Establishing paternity in Arizona, once a rather straightforward business, is in the news.
When the U.S. Supreme Court legalized same-sex sex marriage in Obergefell vs. Hodges in 2015, LGBT rights took a giant step forward. But with great rights comes great responsibility and– as is often the case after the U.S. Supreme Court makes a ruling– state court judges throughout the nation must scramble to interpret how existing state laws have or should be impacted by that high court’s ruling.
At issue in Arizona, as well as other states, is the question of “how to balance U.S. Supreme Court ruling’s requiring equal treatment for married gay couples with a state law that doesn’t recognize the parental rights of a lesbian woman who is divorcing her spouse”.
Currently, the paternity law in Arizona with respect to children conceived during marriage through artificial insemination is not gender-neutral, but rather provides that “a child is presumed to be the offspring of a man if he was married to the woman within 10 months of the child’s birth”.
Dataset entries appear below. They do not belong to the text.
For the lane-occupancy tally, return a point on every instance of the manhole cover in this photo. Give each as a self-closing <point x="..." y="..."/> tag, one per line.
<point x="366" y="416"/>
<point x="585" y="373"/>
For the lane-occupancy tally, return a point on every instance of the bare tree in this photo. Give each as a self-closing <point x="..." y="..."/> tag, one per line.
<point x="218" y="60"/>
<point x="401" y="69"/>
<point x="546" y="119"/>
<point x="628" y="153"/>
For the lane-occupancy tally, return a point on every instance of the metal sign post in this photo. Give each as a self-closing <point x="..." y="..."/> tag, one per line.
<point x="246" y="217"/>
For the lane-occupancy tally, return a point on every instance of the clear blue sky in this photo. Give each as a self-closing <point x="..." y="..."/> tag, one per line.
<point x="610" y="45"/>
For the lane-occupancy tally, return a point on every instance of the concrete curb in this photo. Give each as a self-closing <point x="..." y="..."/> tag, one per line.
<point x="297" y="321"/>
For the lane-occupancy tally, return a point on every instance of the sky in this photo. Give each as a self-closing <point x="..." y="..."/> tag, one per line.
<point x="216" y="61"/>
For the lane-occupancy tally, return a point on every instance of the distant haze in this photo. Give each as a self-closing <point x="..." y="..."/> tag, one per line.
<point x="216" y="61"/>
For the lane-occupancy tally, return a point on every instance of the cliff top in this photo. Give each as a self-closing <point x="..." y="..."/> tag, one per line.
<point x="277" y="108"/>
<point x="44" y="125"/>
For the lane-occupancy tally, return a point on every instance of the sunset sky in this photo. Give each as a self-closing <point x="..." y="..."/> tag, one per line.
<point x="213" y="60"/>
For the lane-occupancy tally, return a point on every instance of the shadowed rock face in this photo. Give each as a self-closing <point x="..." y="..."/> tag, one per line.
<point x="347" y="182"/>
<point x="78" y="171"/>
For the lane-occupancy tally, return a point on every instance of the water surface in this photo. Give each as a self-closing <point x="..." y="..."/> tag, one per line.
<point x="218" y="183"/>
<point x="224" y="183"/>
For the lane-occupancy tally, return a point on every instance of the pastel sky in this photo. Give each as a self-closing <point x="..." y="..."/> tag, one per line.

Relying on the letter of that potentially-outdated state law–which many argue clashes with the spirit if not the intent of the high court’s Obergefell ruling–the biological moms in two divorcing lesbian couples have argued in two separate Arizona court battles that their female ex-spouses are not entitled to parental rights because they are not men. In addition, one of the non-biological parents had not yet legally adopted the child of the marriage before the biological mom filed for divorce.
In one case, a lower court agreed with the biological mom, stating that it is up to the state legislature, not the court, to change the wording of the law. But another court ruled in favor of the non-biological parent stating that Obergefell “requires the state to interpret its paternity law as gender-neutral”. The latter case has been appealed to the Arizona Supreme Court.
The decision will have a significant impact on parental rights in both same-sex and heterosexual divorces where artificial insemination was used.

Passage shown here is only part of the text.